In 1899, The Computing Scale Company, one of three companies that would eventually join to form IBM, hired Richard MacGregor, a Black employee, as well as Lilly J. Philp, Nettie A. Moore and Emma K. Manske. This was 10 years before the National Association for the Advancement of Colored People (NAACP) was founded, 36 years after President Lincoln signed the Emancipation Proclamation and 20 years before women won the right to vote. In 1924, these same four employees helped inaugurate IBM’s first Quarter Century Club.
Throughout its history, IBM has consistently led in workplace diversity, from opening a training center for more than 600 people with disabilities in 1943 to to being the first company to provide domestic partner benefits to gay, lesbian, bisexual and transgender employees to becoming the first company to adopt a global genetic nondiscrimination policy in 2005. Diversity, equal opportunity and cultural acceptance are part of IBM’s core values; they are in our DNA. And 100 years of leadership in work force diversity, evidenced here, clearly demonstrates the company’s ongoing commitment.
Policy Letter #4
On September 21, 1953, IBM President Thomas Watson, Jr. published the company’s first equal opportunity policy letter—one year before Brown vs. Board of Education.
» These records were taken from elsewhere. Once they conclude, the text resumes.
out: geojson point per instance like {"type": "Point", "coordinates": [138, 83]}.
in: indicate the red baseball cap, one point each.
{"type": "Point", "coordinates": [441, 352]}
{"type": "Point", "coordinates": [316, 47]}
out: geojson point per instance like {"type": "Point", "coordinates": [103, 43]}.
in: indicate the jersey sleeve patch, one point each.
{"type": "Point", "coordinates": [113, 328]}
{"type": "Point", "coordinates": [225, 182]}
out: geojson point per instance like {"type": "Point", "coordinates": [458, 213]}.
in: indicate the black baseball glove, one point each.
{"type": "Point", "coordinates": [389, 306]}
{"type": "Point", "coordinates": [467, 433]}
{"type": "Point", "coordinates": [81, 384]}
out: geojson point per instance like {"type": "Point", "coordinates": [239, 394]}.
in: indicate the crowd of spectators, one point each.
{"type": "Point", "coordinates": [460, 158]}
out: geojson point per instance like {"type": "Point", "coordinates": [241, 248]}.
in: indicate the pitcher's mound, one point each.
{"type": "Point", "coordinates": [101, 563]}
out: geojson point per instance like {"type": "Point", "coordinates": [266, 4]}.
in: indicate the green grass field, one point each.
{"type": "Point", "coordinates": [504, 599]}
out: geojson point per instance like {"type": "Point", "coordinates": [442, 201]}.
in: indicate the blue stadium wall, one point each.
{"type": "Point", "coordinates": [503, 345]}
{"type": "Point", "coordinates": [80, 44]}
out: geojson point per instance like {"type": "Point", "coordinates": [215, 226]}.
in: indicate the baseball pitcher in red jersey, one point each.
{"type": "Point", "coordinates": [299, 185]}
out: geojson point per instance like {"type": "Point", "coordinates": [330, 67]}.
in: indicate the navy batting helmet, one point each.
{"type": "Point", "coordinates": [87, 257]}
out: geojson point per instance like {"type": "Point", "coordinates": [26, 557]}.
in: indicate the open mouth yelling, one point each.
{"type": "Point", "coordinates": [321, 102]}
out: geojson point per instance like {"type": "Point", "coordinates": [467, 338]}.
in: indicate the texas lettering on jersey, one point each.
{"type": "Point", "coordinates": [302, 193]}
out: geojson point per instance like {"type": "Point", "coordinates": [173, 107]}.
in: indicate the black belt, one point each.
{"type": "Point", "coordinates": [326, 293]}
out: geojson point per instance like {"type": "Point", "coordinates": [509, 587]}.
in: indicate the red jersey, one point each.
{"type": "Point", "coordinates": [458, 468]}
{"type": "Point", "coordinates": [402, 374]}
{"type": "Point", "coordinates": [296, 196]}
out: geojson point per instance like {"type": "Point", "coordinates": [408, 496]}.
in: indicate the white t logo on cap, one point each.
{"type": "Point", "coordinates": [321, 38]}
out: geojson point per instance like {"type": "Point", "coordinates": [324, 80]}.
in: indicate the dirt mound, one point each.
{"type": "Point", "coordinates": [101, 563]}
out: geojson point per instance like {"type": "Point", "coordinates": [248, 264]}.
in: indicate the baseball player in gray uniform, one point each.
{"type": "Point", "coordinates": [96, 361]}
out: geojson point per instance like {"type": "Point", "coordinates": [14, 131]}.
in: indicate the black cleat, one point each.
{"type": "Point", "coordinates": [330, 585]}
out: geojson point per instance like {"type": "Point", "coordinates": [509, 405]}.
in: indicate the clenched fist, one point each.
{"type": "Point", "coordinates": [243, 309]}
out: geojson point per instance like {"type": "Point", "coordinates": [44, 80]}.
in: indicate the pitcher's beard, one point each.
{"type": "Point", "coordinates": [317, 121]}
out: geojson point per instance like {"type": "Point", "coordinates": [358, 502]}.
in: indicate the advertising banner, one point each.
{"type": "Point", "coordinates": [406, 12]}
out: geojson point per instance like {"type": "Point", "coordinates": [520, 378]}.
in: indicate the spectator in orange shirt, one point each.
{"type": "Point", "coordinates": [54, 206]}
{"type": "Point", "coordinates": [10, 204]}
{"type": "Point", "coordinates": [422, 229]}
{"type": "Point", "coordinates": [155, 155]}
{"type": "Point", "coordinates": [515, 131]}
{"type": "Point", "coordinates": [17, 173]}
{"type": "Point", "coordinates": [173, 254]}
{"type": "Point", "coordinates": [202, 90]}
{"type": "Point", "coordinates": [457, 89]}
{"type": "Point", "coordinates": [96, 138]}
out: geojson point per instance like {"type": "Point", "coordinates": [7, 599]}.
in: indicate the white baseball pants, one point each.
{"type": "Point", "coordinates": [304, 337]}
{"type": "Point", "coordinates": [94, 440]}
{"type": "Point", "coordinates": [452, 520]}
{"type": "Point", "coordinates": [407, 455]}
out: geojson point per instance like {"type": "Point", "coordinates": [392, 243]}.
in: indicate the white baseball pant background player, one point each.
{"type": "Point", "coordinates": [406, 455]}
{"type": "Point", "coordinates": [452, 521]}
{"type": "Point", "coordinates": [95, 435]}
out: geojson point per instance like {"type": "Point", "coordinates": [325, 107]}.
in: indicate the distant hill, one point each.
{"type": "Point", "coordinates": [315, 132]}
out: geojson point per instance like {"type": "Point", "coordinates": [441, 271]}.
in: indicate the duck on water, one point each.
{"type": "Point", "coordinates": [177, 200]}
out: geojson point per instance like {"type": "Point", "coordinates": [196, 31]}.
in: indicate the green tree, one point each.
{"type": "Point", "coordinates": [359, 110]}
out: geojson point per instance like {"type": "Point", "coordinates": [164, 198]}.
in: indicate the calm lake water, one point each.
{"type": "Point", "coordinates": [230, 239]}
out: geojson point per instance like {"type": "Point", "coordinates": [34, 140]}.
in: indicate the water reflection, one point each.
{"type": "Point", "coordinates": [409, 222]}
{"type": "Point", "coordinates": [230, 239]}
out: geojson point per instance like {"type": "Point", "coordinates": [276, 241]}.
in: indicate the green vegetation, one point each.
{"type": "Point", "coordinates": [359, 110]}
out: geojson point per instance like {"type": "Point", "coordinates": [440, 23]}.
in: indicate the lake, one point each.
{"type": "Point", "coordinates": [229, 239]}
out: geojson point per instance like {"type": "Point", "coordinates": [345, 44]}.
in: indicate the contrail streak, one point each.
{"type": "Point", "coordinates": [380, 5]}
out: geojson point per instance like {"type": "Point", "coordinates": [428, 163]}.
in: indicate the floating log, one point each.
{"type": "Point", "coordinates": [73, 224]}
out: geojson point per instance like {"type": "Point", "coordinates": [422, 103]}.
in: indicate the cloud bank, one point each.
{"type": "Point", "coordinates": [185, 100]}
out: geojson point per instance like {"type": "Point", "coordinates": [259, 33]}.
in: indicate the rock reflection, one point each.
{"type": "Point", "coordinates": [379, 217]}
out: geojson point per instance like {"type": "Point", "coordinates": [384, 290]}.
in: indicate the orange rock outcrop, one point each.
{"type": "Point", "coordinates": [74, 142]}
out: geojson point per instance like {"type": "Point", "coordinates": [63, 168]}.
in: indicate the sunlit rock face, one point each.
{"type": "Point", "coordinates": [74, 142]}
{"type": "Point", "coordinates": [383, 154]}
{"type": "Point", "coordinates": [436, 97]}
Today, IBM continues to push the boundaries of diversity. We believe that promoting diversity is not only the right thing to do, but a competitive advantage as well—a bridge between the workplace and the marketplace. Our current approach to diversity follows a framework we call Diversity 3.0. The goals of this framework are twofold:
- To expand the definition of diversity to be ever more inclusive
- To advocate for diversity on a global basis, wherever we do business.
Click here for more on IBM’s Diversity 3.0 program.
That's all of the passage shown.